It's the bestseller sweeping the nation with more than two million copies sold. Proof of Heaven is the story of a neurosurgeon's near-death experience and what he says was his journey to heaven.
But now, a writer is raising questions about Dr. Eben Alexander’s "proof."
"The story that he tells in his book, does not hold up to scrutiny," said Luke Dittrich.
Dr. Alexander once preferred the scientific over the spiritual. That changed when he almost died four years ago.
On Fox News, Dr. Alexander once said, "Beauty, flowers, butterflies, this little girl who was my guardian angel soaring above."
He was in a coma, battling bacterial meningitis when he says he saw the afterlife and then came back to life.
When he was once on Oprah she asked, "What we all want to know is, did you see God?"
Alexander said, "Yes, there was this brilliant orb of light. It was brighter than a million suns."
His story has turned skeptics into believers and brought him worldwide fame.
But, Esquire contributing editor Luke Dittrich said he found a "series of factual omissions and inconsistencies that call significant parts of Dr. Alexander's story into question."
Take the moment when Alexander wrote that he was in the hospital and yelled out, "God, help me!"
Dittrich told INSIDE EDITION, "When I spoke to the emergency physician who was treating him, I asked her if she remembered that particular episode. She said, 'No,' she did not, and further that he had been intubated, which would prevent him from speaking at all."
The Esquire writer also questions Alexander’s description of the weather the day he woke up from his week-long coma. After six days of rain, Alexander writes that "a perfect rainbow" appeared in the sky.

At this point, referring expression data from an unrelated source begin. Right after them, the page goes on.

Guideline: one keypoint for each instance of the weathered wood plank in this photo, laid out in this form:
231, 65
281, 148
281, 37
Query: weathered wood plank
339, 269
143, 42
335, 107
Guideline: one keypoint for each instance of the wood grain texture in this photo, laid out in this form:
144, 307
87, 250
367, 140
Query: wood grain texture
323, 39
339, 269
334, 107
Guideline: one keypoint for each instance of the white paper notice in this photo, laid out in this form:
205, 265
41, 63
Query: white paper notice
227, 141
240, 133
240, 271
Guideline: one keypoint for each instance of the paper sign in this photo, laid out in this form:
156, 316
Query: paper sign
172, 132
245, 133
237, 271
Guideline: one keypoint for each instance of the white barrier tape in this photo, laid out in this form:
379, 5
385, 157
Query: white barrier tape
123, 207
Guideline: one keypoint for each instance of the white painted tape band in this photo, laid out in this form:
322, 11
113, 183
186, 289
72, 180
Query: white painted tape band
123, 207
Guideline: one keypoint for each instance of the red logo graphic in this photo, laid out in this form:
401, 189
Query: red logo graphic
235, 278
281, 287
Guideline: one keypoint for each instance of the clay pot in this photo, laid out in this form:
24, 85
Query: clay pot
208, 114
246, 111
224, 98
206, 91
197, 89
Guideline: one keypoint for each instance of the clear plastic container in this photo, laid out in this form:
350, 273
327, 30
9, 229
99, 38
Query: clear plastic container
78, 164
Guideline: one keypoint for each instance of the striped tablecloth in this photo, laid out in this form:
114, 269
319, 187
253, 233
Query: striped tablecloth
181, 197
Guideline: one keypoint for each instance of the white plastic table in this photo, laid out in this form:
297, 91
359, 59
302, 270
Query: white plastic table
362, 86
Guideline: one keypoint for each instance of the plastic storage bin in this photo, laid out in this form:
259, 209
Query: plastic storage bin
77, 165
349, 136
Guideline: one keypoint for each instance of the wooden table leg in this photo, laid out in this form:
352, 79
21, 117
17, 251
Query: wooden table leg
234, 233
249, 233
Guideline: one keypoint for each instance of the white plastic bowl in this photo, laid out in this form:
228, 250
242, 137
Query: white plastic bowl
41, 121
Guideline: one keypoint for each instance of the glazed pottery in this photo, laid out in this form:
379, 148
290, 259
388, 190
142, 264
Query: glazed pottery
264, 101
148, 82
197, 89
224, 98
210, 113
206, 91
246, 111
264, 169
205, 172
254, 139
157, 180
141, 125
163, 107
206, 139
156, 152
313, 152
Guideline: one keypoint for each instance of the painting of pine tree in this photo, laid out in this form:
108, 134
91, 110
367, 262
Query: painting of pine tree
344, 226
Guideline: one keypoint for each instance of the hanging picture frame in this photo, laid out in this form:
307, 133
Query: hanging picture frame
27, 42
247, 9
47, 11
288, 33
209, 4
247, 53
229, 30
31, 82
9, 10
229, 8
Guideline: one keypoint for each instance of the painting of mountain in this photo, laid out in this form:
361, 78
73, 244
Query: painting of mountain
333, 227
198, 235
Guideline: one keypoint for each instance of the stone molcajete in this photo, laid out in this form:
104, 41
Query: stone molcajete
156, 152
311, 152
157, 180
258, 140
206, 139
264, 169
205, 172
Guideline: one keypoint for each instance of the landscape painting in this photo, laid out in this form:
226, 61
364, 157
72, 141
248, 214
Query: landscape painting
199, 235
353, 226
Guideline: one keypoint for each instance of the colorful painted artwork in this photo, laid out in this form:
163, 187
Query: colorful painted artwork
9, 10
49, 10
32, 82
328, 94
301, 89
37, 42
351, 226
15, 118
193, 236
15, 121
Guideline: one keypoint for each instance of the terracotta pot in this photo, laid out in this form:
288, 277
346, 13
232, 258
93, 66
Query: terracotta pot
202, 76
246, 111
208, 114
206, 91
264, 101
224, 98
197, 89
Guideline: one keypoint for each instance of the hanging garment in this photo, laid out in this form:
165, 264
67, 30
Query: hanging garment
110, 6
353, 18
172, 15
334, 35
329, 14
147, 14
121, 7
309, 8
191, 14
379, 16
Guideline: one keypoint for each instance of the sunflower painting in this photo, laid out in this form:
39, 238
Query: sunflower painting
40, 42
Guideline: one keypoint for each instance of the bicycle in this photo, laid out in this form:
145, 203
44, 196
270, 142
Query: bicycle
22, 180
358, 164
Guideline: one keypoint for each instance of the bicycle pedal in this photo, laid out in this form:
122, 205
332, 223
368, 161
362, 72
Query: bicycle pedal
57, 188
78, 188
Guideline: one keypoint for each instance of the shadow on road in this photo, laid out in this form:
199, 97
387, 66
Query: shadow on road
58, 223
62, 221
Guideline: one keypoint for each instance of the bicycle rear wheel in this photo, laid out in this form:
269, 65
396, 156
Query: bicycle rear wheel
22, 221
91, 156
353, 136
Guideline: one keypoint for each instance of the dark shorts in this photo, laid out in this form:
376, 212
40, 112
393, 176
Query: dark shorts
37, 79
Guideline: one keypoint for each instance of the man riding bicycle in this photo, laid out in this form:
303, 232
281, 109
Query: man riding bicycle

Dittrich said, "I called the meteorologist in charge and when I asked him whether or not on that final day he saw the conditions that would allow for, you know, a rainbow. He told me, 'No.'"
INSIDE EDITION's Paul Boyd asked, "Some people are going to hear you attacking his vision of a rainbow and say, 'Come on, you are not even giving this guy his rainbow moment here?'"
Dittrich replied, "I took what I could from the book that was verifiable and tried to verify it."
A defiant Dr. Eben Alexander just released this statement: "I stand by every word in this book and have made its message the purpose of my life. Esquire's cynical article distorts the facts of my 25-year career as a neurosurgeon and is a textbook example of how unsupported assertions and cherry-picked information can be assembled at the expense of the truth."
Boyd asked Dittrich, "Dr. Alexander says your article is 'cynical' and 'distorts the truth.' Would you like to respond to that?"
"Yeah, I would. When somebody markets a non-fiction book as a work of non-fiction, when he calls it Proof of Heaven, I think it is not cynical at all to look at that book hard, under the light."